A separate issue is updating the node code and conducting hard forks. It is required that in the event of a bug, vulnerability, collusion of malicious validators, the validators should have an action plan already worked out in the game of validators. Here you can come up with VP accrual schemes for the quick use of hard fork, for example, fine all validators who have not yet rolled up a new version of the node code, but this is difficult to implement and complicates the calculation. You can simulate the emergency situation of hard fork artificially “breaking” the blockchain on a given block. Block production stops, and as a result, those who turn on earlier and start signing blocks will benefit, so VP based on the number of signed blocks is well suited here.
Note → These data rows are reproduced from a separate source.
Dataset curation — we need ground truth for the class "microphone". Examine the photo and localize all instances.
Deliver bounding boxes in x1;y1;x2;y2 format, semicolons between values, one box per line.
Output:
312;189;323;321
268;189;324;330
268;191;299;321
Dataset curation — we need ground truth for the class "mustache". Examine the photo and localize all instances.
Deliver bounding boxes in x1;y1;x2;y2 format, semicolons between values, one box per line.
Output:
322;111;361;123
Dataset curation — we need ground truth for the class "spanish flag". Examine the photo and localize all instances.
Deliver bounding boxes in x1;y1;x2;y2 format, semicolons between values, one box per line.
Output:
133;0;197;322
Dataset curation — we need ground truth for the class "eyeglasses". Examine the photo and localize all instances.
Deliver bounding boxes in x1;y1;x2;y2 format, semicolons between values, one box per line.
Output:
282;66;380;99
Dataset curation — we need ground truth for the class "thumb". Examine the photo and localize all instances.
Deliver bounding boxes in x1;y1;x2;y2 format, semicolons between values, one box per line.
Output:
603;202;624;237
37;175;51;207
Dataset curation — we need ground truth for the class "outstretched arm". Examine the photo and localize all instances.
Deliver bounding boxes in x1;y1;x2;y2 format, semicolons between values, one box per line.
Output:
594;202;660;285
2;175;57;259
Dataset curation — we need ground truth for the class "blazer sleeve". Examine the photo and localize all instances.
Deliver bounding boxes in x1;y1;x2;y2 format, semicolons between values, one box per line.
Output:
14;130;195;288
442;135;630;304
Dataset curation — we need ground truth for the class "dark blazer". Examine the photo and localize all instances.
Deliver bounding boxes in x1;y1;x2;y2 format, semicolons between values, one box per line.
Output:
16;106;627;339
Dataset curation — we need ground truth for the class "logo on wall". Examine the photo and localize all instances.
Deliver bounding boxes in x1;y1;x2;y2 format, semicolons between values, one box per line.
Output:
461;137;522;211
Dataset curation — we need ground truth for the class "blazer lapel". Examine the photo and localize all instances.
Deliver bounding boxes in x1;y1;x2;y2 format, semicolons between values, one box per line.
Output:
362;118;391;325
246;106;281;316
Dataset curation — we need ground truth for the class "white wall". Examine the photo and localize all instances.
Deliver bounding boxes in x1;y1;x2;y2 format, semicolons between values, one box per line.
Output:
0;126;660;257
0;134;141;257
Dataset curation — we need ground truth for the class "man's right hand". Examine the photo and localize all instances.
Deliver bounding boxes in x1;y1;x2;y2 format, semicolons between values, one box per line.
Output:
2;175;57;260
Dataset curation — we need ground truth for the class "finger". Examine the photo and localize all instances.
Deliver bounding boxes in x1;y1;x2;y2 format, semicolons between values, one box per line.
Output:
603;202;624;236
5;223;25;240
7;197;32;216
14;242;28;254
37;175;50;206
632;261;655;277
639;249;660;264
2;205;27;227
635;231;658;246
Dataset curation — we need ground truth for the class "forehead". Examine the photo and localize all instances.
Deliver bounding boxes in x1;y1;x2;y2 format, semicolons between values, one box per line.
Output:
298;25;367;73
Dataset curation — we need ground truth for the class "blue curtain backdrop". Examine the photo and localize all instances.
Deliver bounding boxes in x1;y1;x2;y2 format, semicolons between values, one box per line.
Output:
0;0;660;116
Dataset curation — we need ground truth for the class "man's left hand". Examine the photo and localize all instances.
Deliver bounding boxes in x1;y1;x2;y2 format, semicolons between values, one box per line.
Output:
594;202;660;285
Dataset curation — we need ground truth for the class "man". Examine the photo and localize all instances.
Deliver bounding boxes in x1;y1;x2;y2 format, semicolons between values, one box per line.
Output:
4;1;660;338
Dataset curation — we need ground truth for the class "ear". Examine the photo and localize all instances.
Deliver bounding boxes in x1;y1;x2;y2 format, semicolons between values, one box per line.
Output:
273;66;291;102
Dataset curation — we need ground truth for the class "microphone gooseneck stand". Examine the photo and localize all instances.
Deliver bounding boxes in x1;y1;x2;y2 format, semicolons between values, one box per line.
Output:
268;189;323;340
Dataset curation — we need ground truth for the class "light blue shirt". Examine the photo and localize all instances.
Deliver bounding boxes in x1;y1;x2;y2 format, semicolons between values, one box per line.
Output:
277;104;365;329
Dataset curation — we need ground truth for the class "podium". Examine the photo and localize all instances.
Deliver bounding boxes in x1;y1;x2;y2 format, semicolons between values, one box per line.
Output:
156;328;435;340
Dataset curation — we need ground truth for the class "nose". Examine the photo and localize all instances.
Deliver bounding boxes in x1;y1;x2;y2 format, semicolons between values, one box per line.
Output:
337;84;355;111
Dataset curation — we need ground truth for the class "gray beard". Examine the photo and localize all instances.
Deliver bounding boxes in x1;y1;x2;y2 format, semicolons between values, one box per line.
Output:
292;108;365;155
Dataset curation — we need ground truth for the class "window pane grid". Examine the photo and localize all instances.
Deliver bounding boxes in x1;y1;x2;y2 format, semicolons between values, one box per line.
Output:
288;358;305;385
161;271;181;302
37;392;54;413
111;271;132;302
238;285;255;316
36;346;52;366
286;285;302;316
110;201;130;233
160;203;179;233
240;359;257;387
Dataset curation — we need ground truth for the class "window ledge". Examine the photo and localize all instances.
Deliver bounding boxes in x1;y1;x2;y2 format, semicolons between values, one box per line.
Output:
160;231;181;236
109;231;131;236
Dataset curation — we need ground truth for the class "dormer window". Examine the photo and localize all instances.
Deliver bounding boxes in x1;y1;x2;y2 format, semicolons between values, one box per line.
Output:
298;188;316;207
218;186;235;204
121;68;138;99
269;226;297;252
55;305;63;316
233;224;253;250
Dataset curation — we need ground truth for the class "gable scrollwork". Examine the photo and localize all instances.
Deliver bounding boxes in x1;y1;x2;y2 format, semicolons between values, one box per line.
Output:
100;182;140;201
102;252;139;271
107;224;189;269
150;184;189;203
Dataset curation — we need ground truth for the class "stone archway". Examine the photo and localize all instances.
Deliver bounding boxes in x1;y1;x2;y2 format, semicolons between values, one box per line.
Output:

How to inform participants about network status and repair errors



Despite the distrust between the validators, it’s beneficial for everyone to get up-to-date information on the network status in order to make decisions faster, so the project team raises a service for collecting and visualizing many metrics from validator servers, which allows you to see the situation simultaneously for the entire network, allowing you to quickly determine what going on. It is also beneficial for both the validators and the project that the project team quickly corrects the errors found, therefore, in addition to collecting metrics, it makes sense to immediately start collecting from the validator machines logs and error data to a machine accessible to blockchain developers. It is not beneficial for anyone to distort information, therefore these services are raised by the project team and can be trusted. It makes sense to collect system metrics from validators, and, necessarily, the most important metrics of the blockchain itself - for DAOBet, ​​this is the time of finalization and the lag of the last finalized block. Thanks to this, the team sees an increase in memory consumption on nodes when the benchmark is launched, problems of individual validators







Important points for conducting a validator game



As it turned out, if you want to officially allow validators to attack each other’s machines (unofficially they can do this), you need to formulate it separately legally as security testing, since under the laws of some countries they can punish DDoS or network attacks. Another important issue is how to reward validators. Natural prizes are project tokens, which will be transferred to mainnet, but massive distribution of tokens to anyone who was able to launch the node is also not the best option. Most likely you will have to balance between the two extreme options:









Which option to give preference is your business







There is one more point - it’s not at all a fact that dozens of validators will rush to participate in the game at your call, and of those who decide not to even install and launch the node - usually, at this stage the projects have rather poor documentation, there are errors, and developers working in time trouble answer questions not too quickly. Therefore, before launching the game it is also necessary to foresee actions if the number of validators is not needed. In this case, at the start of the game, the missing validators are launched by the project team, participate in consensus, but cannot be winners.







Conclusion



In conclusion, I tried to collect from the above a list of what you need to come up with, make and run for an effective game of validators







What you need to do to run a validator game:

develop your blockchain :)









I must say that the game of validators is a new story, and was carried out only a couple of times, so you should not take this text as a ready-made guide. There are no analogues in the modern IT business - imagine that banks, before launching a payment system, compete among themselves who is better at conducting customer transactions. Traditional approaches are unlikely to help you create large decentralized networks, so master new business models, conduct your games, identify worthy ones, reward them, and let your distributed systems work quickly and stably.